The Times melaporkan bahwa Johnson akan melakukan perjalanan ke negara produsen minyak terbesar dunia itu pekan ini. Seorang sumber mengatakan bahwa Johnson telah membangun hubungan baik dengan para pemimpin Arab Saudi.
Arab Saudi dan Uni Emirat Arab (UEA) sejauh ini telah menolak permintaan Amerika Serikat (AS) untuk mengeluarkan kapasitas produksi cadangan mereka.
Hal ini salah satunya karena ketegangan hubungan Arab Saudi dengan negara barat karena berbagai masalah seperti perang Yaman dan pembunuhan jurnalis Jamal Khashoggi di kedutaan besar Arab Saudi di Istanbul, Turki.
Menteri Kesehatan Inggris Sajid Javid mengatakan bahwa Arab Saudi adalah salah satu produsen minyak terbesar di dunia yang posisinya sangat penting di tengah krisis energi global yang disebabkan perang di Eropa.
“Sangat tepat bagi para pemimpin dunia untuk terlibat dengan Arab Saudi dan mencoba bekerja sama,” ujarnya seperti dikutip Reuters, Senin (14/3).
Harga minyak dunia menyentuh rekor tertingginya sejak 2008 seiring kekhawatiran perang Rusia Ukraina akan mengganggu pasokan minyak. Hal ini karena Rusia merupakan salah satu negara produsen minyak terbesar di dunia.
Harga minyak acuan global, Brent naik ke rekor US$ 139,13 per barel pada Senin (7/3), sementara minyak mentah AS, West Texas Intermediate (WTI) naik ke US$ 130,50. Meski demikian dalam sepekan terakhir harga minyak mulai berangsur turun.

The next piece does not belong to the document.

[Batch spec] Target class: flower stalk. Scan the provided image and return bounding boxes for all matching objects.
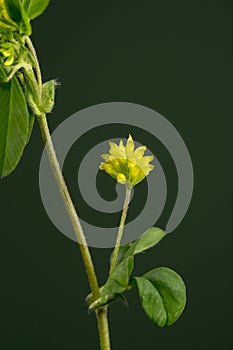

Kini Brent berada di US$ 108,6 per barel, sedangkan WTI US$ 104,2 per barel.
Konflik Rusia-Ukraina mendorong AS dan banyak perusahaan minyak Barat untuk berhenti membeli minyak Rusia. Namun, ada pembicaraan tentang penambahan pasokan potensial dari Iran, Venezuela, dan Uni Emirat Arab.
Analis Commonwealth Bank Vivek Dhar menilai, kesenjangan pasokan tidak mungkin diisi oleh output tambahan dari anggota OPEC dan sekutu yang bersama-sama disebut OPEC+ karena Rusia termasuk dalam kelompok tersebut.
Beberapa produsen OPEC+, termasuk Angola dan Nigeria, telah berjuang untuk memenuhi target produksi, membatasi kemampuan kelompok itu untuk mengimbangi penurunan pasokan dari Rusia.
“Pelaku pasar sekarang akan memantau dengan cermat data ekspor Rusia untuk mengetahui berapa banyak pasokan yang akan terganggu,” kata analis UBS Giovanni Staunovo.
Dia menambahkan pasar juga akan memantau laporan pasar minyak dari International Energy Administration (IEA) dan OPEC. Keduanya telah mengindikasikan bahwa tahun ini pasar akan kelebihan pasokan.